12% is spent for Earthwatch to promote and provide information on Expeditions.
The more volunteers who join a project, the more successful all aspects of that project will be – from the team dynamic, to the amount of data collected. Our website and Annual Research Guide are two of the key ways in which we reach the public.
8% is spent on preparing volunteers for their Expedition.
This includes helping volunteers choose and sign up for an expedition, collecting and carefully reviewing each volunteer’s forms, preparing and providing expedition Briefings before participants head into the field, answering all volunteer questions, ranging from travel itineraries to clothes to bring, and working to ensure Earthwatchers are thoroughly prepared for their Expedition experience.
3% is spent on medical and evacuation insurance, travel insurance, and offsetting greenhouse gas emissions of travel.
For instance, if participants leave a carbon footprint from jet fuel used to travel to an expedition, we offset that carbon by investing in wind farms, biomass energy, or other community projects.
New research projects have challenges of their own – and Earthwatch often introduces up to dozen new research projects per year. It typically costs between $45,000 and $80,000 to start up a new project. Since contribution costs typically do not cover all costs related to starting a new project, Earthwatch must actively raise money from other sources to cover set-up costs so they are not passed to our volunteers.
Discovering What Else Goes Into the Cost of an Expedition
To solve some of the mysteries that still remained for me personally tied to Expedition contributions, I spoke with Stacey Monty, a Business Planner at Earthwatch who oversees Expedition budgets. I asked Stacey what some of her biggest challenges were when finalizing the budgets with our scientists.
“We set our volunteer contributions based on the overall research costs, spread over how many people we expect to join. Many of our expedition costs are fixed, meaning they are the same no matter how many people join a team. For example: we cannot buy one-third of a boat, house, laptop, or flight to bring research staff to the site. So if fewer volunteers sign up, there is actually greater cost per person. Predicting how many volunteers will join next season’s teams is the most challenging piece of the puzzle. We look at historic volunteer bookings, changes to the research, travel trends, and geo-politics.
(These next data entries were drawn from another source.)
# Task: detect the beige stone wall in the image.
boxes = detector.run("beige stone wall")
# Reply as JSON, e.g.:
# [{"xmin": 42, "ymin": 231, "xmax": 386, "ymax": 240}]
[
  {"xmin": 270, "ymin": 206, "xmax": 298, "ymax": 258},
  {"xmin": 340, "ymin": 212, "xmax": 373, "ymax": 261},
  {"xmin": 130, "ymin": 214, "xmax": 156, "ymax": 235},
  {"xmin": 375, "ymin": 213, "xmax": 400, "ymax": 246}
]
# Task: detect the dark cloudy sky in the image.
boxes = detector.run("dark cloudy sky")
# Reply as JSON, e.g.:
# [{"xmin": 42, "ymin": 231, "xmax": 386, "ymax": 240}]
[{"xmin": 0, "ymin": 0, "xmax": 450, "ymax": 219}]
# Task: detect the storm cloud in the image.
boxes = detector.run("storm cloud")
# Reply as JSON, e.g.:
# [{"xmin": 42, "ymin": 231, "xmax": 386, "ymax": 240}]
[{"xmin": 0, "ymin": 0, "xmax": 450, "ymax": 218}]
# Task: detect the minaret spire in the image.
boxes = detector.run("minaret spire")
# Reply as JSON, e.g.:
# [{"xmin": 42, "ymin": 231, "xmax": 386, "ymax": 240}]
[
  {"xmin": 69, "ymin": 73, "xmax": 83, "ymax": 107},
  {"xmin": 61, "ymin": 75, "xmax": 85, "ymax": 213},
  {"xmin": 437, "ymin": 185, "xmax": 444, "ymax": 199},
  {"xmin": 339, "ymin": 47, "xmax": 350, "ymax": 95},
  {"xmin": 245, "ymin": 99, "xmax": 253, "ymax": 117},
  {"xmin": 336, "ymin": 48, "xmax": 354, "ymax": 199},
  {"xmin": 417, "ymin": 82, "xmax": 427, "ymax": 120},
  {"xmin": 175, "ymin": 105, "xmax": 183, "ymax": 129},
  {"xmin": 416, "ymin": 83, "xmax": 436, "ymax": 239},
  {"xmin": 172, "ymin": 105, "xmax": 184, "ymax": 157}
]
For instance, if an area gets bad press and the public perceives instability, we will decrease our projections of volunteers.
As another example, if we decrease the number of days of an expedition due to volunteer feedback, we may assume there will be greater public interest, that we’ll get more people, and that we can possibly charge less overall.
Also, because of the nature of field work, it can be hard to predict costs. Sometimes researchers aren’t exactly sure what they want to do until they see results from the prior field season, or complete a given activity. This is especially true when costing a first-year project. Project budgets can change quite a lot in the second year.”
Since there are so many projections in developing final costs, it struck me that there might be risk. I was curious to what extent.
“There are many variables in play when it comes to determining costs and setting a contribution that will cover those costs – while still being affordable from the public’s perspective. If we don’t recruit as many people as we thought we were going to recruit Earthwatch suffers financially. Hopefully, this is offset by programs where we recruit more volunteers than we expected.”
At the end of the day, demand clearly still plays a role. Potential Earthwatchers can choose from other volunteering options during their time off. The hope is that they recognize that a contribution to Earthwatch has a real impact on environmental questions being asked by researchers all over the world , will provide an experience of a lifetime, and is worth every penny.